9/10
Complex and Moving
1 October 2005
Anne Bancroft gives a brilliant performance in this undeservedly little known movie. It is a triumph of collaboration. Director Jack Clayton directs a uniformly superb cast. Harold Pinter crafted a superb screenplay based on a Penelope Mortimer story. The cinematography is breathtaking. And if one is going to be troubled, as the Bancroft character is, o! To be troubled with an accompaniment of music written for one by Georges Delerue! Bancroft is depressed, verbally abused, highly sensual. Sometimes she is got up like Audrey Hepburn and looks chic indeed. At other times she lets her hair down, figuratively and literally as well, and is very erotic. A scene between her and her husband, beautifully played by Peter Finch, is one of the most plausibly erotic scenes I've ever seen.

The sound editor gets high praise too: Bancroft's problem is, on the surface, her desire to have one child after another and to surround herself with children. Particularly in the earlier scenes, when kids are running around the house, their voices are not distinguished individually. All blend in as a din that would indeed be maddening.

James Mason's character is slightly overdone and he's filmed in extreme close-up in a way pioneered by David Lean in "Brief Encounter." He is one of the great actors in movie history, though; so his presence is welcome.

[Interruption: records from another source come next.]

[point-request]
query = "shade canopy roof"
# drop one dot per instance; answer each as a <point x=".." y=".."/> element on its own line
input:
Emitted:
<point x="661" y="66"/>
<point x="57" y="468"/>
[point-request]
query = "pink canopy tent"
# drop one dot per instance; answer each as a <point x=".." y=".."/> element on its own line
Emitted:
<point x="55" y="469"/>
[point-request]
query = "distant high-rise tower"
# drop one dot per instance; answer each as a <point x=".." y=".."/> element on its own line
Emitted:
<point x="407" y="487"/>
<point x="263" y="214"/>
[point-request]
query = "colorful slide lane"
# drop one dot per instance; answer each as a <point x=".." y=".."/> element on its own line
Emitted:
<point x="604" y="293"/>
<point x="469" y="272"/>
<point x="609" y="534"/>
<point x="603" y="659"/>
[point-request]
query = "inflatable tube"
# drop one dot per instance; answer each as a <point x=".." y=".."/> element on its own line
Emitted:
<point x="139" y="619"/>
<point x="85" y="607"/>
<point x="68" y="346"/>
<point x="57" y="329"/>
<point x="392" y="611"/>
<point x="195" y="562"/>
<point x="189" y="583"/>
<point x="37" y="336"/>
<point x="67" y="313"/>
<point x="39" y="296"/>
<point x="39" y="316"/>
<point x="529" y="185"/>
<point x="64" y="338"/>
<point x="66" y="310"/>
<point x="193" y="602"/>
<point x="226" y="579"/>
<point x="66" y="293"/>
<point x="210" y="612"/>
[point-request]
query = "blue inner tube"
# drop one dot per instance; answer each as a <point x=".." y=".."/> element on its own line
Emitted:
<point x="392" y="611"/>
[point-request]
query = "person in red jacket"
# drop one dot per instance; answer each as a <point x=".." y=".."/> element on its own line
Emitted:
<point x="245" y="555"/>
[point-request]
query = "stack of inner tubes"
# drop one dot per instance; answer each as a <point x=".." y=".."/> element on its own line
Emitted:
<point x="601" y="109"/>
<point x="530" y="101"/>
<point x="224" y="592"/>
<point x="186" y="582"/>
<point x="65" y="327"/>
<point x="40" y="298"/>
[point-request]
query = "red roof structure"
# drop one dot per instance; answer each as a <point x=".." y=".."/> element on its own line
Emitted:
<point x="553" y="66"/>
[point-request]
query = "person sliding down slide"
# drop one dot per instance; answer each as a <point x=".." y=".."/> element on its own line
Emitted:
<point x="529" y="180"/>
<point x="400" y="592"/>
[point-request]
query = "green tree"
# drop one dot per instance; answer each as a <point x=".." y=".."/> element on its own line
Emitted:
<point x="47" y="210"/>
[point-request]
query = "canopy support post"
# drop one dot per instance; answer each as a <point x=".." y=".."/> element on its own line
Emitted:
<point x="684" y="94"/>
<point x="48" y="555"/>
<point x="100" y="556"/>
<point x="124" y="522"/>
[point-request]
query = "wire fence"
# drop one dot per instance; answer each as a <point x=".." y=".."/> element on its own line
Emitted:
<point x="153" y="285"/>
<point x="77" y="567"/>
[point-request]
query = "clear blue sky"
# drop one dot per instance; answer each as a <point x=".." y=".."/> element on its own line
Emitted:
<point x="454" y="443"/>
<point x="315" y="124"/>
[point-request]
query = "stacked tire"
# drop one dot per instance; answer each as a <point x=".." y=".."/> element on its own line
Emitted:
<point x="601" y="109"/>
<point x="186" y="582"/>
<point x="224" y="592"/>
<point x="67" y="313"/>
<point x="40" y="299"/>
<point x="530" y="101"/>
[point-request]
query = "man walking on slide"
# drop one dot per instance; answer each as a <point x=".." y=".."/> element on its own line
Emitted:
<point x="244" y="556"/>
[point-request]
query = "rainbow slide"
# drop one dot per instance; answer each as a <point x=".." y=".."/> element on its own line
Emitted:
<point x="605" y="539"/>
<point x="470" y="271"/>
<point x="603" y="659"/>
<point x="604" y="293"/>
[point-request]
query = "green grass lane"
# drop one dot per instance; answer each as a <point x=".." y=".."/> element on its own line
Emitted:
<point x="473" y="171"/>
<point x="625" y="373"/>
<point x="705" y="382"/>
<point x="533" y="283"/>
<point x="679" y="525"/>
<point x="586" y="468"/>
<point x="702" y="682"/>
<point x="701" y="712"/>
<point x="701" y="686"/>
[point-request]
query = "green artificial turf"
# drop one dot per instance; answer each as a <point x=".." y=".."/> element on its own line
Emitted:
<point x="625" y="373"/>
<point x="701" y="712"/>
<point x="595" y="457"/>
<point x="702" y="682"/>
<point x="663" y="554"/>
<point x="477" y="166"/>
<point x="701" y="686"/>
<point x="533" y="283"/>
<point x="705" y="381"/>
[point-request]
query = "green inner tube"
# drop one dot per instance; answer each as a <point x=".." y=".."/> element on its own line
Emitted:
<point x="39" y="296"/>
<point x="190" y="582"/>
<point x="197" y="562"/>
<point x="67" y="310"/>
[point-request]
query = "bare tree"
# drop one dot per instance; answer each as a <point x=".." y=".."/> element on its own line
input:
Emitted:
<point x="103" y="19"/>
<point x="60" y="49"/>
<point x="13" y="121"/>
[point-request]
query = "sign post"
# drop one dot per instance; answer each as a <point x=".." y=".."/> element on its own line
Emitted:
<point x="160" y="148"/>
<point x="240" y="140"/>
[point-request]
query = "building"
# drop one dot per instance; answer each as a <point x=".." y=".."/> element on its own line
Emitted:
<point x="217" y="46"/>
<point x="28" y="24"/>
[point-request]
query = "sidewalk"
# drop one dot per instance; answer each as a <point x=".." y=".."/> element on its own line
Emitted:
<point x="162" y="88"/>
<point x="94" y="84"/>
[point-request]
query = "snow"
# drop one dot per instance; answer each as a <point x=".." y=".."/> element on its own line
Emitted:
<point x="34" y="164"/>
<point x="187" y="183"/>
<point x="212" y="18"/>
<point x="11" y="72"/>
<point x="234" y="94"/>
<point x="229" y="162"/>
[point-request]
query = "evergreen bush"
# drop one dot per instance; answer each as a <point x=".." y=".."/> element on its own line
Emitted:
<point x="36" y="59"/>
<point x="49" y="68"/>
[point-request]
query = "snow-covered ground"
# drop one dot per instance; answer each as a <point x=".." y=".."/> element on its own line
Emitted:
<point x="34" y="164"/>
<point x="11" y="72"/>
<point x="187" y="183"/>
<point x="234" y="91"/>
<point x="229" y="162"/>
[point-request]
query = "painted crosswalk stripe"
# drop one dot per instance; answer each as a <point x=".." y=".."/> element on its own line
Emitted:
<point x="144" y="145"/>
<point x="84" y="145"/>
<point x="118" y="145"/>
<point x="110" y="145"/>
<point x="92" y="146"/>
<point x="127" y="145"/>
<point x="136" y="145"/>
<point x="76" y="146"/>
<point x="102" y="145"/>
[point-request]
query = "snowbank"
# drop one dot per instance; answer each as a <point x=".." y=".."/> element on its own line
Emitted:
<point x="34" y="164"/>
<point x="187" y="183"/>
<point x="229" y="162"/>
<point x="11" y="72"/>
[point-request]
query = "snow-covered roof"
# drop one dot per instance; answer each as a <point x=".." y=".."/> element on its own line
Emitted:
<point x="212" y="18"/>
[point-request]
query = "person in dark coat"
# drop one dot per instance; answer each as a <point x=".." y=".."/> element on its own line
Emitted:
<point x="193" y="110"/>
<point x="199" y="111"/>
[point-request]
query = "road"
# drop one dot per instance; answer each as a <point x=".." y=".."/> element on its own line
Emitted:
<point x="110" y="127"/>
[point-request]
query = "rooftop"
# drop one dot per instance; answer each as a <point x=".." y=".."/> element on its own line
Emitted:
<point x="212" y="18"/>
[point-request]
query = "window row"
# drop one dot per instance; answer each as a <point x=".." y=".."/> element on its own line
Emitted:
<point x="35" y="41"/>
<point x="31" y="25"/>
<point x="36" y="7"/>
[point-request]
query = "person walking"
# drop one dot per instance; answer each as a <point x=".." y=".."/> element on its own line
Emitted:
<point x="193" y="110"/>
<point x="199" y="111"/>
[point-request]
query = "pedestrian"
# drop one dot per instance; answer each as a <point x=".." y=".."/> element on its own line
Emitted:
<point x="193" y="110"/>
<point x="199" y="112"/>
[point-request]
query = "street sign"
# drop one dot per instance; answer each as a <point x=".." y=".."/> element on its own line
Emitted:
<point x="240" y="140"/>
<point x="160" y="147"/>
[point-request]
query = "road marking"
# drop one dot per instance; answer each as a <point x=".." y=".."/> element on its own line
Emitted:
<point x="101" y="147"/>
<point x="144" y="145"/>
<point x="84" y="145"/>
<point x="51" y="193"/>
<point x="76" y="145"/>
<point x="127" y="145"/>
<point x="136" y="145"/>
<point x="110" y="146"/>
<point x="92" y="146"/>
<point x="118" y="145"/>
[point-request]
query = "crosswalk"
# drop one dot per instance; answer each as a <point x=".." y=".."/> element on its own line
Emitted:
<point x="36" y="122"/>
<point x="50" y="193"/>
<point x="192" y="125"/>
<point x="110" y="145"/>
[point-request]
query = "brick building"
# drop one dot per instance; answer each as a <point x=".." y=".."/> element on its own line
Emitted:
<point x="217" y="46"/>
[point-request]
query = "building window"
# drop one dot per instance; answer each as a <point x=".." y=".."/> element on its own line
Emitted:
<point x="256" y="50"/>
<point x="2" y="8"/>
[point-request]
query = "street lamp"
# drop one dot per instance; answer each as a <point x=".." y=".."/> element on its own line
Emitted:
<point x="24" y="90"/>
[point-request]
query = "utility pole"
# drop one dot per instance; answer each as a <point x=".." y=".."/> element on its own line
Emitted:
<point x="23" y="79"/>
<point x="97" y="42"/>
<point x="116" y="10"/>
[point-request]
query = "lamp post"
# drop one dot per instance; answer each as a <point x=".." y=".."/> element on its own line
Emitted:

The supporting cast is uniformly excellent. Maggie Smith is -- well, not yet the Maggie Smith we know but just right in an integral role. And Yootha Joyce is properly shocking as a woman sitting beside Bancroft at the beauty parlor who suddenly begins to harangue her.

This is a woman's story. Not being a woman, I can't say fore certain. But Pinter and Clayton have provided Bancroft with the tools to live out this woman's story for us in the most intimate detail.